As you all know, there are two primary mode of operation for dc-dc converters : CCM and DCM. At no load, the inductor current stops at zero at DCM. However, if CCM is enforced (such as Forced PWM), then inductor current can go to negative at no load or light load condition if the inductor ripple is large.

I had a simulation of a synchronous buck-boost controller at work and I saw that the current goes back to the input during negative inductor flow phase.

My questions:

1. Can I confirm that this is true and that if I use forced CCM, then my power supply would need to be one that can absorb this power during negative inductor current flow? If not, then where would this negative inductor current go?

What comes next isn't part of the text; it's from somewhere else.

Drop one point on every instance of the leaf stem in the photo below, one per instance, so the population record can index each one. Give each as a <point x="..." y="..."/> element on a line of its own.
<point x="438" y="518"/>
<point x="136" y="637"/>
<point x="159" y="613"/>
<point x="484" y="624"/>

2. Is this type of power supply common? Because there are quite a bit of synchronous converters that runs in CCM all the time out there

Thanks

Answer 1

There are several reasons why ensuring the buck converter remains in continuous conduction mode (CCM) in light- or no-load conditions:

1. the duty ratio is the same regardless of the load: when the buck transitions to the discontinuous mode (DCM), the relationship linking \$V_{out}\$ to \$V_{in}\$ changes and involves frequency, load and the inductor. If the converter remains in CCM in no-load conditions, you still have \$V_{out}=DV_{in}\$ (simplified formula).

2. there is no change in the control-to-output transfer function: the buck in voltage-mode (VM) is a second-order system in CCM and befomes an over-damped second-order in DCM. With the synchronous rectification at work, the transfer function is almost the same in light-load conditions.

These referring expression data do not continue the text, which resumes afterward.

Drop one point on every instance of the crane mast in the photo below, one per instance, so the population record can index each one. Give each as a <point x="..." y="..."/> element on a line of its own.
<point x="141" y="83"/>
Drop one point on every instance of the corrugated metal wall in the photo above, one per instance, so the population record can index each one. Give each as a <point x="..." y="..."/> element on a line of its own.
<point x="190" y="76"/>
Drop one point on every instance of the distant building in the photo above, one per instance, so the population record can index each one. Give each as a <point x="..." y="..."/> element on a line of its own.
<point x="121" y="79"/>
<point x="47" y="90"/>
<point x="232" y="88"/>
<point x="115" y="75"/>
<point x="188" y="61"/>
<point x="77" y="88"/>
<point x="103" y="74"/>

3. in forward converters, typically those used in the dc-dc bricks, going into light-load conditions usually means skip cycle and lost of the auxiliary voltage: the rectified pulses are extremely narrow in skip and, without precautions, the \$V_{cc}\$ collapses and you need to increase the capacitor at the \$V_{cc}\$ pin. If the converter remains in CCM, this does not happen and the auxiliary voltage is always there.

4. finally, and this was true in post-regulated converters, like with the former mag-amp killers, synchronous rectification was letting you nicely implement leading-edge modulation to regulate the secondary outputs like a 3.3-V output made of a main 12-V one.

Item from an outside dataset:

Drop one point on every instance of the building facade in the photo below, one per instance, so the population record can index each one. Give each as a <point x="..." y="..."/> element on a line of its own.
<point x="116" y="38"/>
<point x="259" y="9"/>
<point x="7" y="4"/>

A typical circuit in SIMPLIS would look like this:

It simulates quickly and delivers the below waveforms:

You can see the inductor average current sets to 0 A while it remains continuous with a regulated 5-V output. During the freewheel phase involving S1, the current circulates from the ground up as with a classical diode: the current in the inductor depletes with a slope equal to \$\frac{V_{out}}{L}\$. When it reaches 0 A, a classical diode would spontaneously block and this is DCM. But here, S1 is bidirectional (the MOSFER operates in quadrants I and III) and the current reverses to now flow from the upper side of S1 to ground and through the load and the capacitor. At the end of the period, the controller instructs S1 to turn off. When the upper-side switch S2 turns back on, the current it sees is negative. This lasts until the inductor current crosses 0 A again and goes back to its positive peak at which moment the S2 switch turns off and S1 turns back on. The below drawing valid for a no-load situation should hopefully explain this text with less French in it : )

Answer 2

Energy is transferred back and forth between input and output caps via the inductor. But, as long as no power source is connected to the output, the net current flow will be from input side to output side. Or, I guess with ideal components, the net flow will be zero.

It is not super common, but some synchronous bucks actually are bidirectional converters, capable of sinking or sourcing current at the "output." So if you connect a power source to the "output," then net current actually can flow backwards to the input side.